The heart of the story is the dynamic between George and Ira, as George tries to become a better man before time runs out, and Ira tries to become a genuine friend to George while learning to write and tell jokes at the foot of a master. If this film starred Robin Williams and was directed by someone with a duller comedic wit, it could have been a treacly goo-fest of cheap sentimentality. Apatow isn't above leaning on Warren Zevon's "Keep Me In Your Heart" or giving us a medley of George getting sicker and sicker while Ira tends to him-----but he also peppers the story with dick joke after dick joke after dick joke, and some hilarious moments courtesy of Jonah Hill and Jason Schwartzman as Ira's fellow comic roommates; newcomer Aubrey Plaza; as a hot-geek-girl comic and RZA as Ira's coworker. Hell, even James Taylor gets in a couple of zingers.
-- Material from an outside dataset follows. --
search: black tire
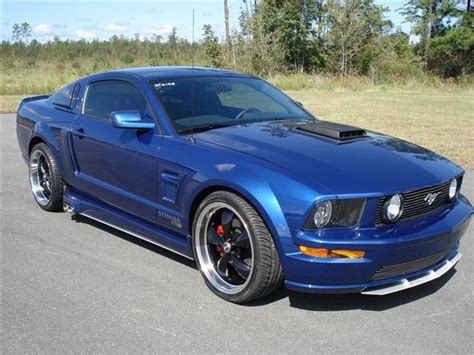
[29,143,63,212]
[193,191,283,303]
You heard me, James Taylor. James F------- "Fire and Rain" Taylor.
For the first 90 minutes, as George comes to terms with his illness while bonding with Ira and returning to his stand-up roots, I'm thinking: this might be best movie of the year, depending on how Apatow resolves George's illness. But this film runs 150 minutes---that's just three minutes shy of the original theatrical running time of "Apocalypse Now," for crying out loud--so we've got another hour to go, and nearly all of that hour is devoted to a road trip to Marin County, where George's the-one-that-got-away ex-girlfriend lives with her husband and two children.
Apatow's wife Leslie Mann plays Laura, who still loves George and is once again drawn to him now that he could be dead soon, or at least more emotionally available than he was back in the day. Her daughters (played by Apatow's and Mann's girls) are smart and funny and adorable. But her hunky Australian husband (Eric Bana in a terrific performance) is more than a bit of a wanker who is on the road most of the time, giving George the opportunity to swoop in for a visit that turns into a dinner that turns into an overnight stay that turns into an extended version of playing house, much to the concern of tag-along Ira. (Not to mention the two girls, who suddenly have this goofy guy from their favorite movies acting like their stepfather.)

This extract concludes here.